RPI, #15 in RPI (but #13 in PWR), SOS rank #40.
Dartmouth, #16 in RPI, SOS rank #25.
All those teams have winning percentages .600 or above.
So one third of the top 20 teams have a schedule rank of #25 or below. Five of those teams will probably make the NCAAs this year, maybe more. Make the schedule you can make, and win the games you schedule, and a team will do OK for itself. Strength of Schedule is there to help compare teams with winning records to one another, to properly weight wins against good teams more than wins against bad ones.
NoDak, currently #1 in RPI and #2 in PWR, has the #1 SOS rank.
Alaska-Anchorage, currently #26 in RPI and PWR, has the #2 SOS rank. And a winning percentage of .420.

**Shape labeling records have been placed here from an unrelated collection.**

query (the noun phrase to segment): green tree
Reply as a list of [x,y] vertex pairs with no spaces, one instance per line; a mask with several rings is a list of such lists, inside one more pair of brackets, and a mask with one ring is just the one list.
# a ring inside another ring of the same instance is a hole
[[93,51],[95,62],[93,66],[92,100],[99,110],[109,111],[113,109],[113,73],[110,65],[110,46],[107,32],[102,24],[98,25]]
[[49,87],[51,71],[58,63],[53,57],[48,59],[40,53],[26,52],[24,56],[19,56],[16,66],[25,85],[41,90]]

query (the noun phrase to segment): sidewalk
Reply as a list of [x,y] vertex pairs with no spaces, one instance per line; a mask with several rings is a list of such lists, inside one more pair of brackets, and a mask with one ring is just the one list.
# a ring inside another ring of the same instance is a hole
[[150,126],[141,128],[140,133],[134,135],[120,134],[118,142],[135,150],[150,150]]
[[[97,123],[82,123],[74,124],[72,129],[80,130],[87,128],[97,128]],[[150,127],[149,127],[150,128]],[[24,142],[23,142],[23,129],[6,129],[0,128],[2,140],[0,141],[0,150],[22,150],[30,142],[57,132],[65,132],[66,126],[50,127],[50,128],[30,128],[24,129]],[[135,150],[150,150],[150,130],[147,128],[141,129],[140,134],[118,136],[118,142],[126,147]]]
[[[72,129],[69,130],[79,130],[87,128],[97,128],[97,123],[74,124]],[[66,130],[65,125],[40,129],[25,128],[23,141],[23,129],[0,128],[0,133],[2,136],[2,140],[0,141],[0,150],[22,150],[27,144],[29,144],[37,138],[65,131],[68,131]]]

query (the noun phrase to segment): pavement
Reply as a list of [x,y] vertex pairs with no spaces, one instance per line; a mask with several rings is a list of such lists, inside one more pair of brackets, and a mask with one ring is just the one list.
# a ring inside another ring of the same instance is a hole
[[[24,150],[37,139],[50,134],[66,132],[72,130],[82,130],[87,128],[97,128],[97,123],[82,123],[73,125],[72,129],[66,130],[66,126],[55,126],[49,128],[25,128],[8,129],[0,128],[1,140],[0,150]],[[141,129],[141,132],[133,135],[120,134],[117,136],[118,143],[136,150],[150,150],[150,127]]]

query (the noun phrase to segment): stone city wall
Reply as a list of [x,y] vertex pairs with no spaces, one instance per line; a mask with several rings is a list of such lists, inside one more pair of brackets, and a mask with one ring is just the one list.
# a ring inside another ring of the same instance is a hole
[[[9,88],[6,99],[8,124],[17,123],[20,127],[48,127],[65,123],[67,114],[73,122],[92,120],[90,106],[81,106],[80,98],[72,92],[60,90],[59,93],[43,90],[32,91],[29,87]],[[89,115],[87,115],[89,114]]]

If you don't win, it's irrelevant. In fact, it can actually hurt you. BU and UNH are both ahead of Merrimack in Hockey East, but ranked lower in PWR. BU lost to Brown (and tied them) and lost to RPI and tied Notre Dame.
UNH lost to Miami and St. Lawrence, tied Michigan, and tied Brown.
Merrimack's OOC schedule was not strong, but they ran the table. There are enough TUCs in the league to help you gain a good ranking if you post a winning record.
I guess the moral of the story is.. don't schedule Brown.